Kerflyn's Blog

Well… It's a blog!

Posts Tagged ‘pattern matching

Towards Pattern Matching in Java

Pattern matching is such a cool feature that you always dream of in your language to represent alternative structures. It already exists in OCaml, in Haskell, or in Scala (here is an post in this blog showing the different usages of the pattern matching in Scala: Playing with Scala’s pattern matching). In Java, what is almost closed to pattern matching is named switch-case. But, you’re limited to scalar values (chars, integer types, booleans), enum types, and since Java 7 you can use strings. With the Java’s switch-case, you don’t have a way to check the type of arguments or to really mix the different kind of check, for example. These are features that pattern matching provides.
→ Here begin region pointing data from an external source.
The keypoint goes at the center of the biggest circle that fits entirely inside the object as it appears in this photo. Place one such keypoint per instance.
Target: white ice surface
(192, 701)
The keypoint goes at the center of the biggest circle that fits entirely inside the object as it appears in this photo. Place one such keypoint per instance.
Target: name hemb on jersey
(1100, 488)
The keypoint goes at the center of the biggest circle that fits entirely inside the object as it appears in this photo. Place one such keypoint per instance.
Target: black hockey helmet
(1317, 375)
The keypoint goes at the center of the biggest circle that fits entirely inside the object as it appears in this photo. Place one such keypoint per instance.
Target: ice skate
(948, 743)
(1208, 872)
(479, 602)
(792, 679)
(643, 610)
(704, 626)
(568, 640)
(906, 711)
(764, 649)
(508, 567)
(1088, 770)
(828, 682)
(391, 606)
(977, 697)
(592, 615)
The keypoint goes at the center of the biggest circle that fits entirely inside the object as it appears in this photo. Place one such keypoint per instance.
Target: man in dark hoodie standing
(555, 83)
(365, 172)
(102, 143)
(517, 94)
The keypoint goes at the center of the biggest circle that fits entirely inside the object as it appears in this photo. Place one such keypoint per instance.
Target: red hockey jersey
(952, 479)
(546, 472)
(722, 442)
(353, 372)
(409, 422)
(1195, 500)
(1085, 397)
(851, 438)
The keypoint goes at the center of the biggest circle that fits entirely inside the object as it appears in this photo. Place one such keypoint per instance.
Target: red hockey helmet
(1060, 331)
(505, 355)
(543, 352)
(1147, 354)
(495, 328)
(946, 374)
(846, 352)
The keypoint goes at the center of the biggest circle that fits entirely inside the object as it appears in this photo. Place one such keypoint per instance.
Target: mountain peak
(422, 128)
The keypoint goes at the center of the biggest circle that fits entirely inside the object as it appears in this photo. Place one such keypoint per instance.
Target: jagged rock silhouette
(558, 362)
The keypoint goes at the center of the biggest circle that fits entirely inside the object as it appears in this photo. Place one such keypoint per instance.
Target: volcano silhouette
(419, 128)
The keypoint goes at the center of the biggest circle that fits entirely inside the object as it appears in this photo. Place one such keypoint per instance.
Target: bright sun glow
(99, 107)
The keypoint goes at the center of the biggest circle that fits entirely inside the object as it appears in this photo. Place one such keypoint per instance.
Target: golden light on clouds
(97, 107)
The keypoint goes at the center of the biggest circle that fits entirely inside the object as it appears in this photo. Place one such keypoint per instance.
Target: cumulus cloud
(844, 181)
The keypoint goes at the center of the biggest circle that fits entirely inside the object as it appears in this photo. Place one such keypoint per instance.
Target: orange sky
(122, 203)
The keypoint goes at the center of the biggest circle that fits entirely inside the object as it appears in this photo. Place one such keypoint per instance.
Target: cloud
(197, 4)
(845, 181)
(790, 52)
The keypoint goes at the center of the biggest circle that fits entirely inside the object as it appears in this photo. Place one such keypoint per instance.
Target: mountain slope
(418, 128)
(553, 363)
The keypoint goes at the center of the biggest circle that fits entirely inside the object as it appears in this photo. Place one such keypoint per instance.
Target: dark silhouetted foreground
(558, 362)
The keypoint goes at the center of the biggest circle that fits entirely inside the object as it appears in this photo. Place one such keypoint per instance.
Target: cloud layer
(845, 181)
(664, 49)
In this post, we’ll study a possibility to get an implementation in Java close to pattern matching. We’ll use lambda expressions of Java 8 in a view to get a more readable structure. Here, I don’t propose to make a real pattern matching, but to get a structure that can match different kinds of patterns and which is more flexible than the traditional switch-case.

Main implementation

First, we need a PatternMatching class. This class is a set of Pattern instances. Each Pattern can check if a value matches (a pattern) and is bound to a process/function that it can apply on.

The class PatternMatching provides just the method matchFor. This method tests the different Pattern instances that it contains to a value. If a Pattern matches, the method matchFor is applied to the value the function bound to the Pattern. If no pattern has been found, the method throws an exception.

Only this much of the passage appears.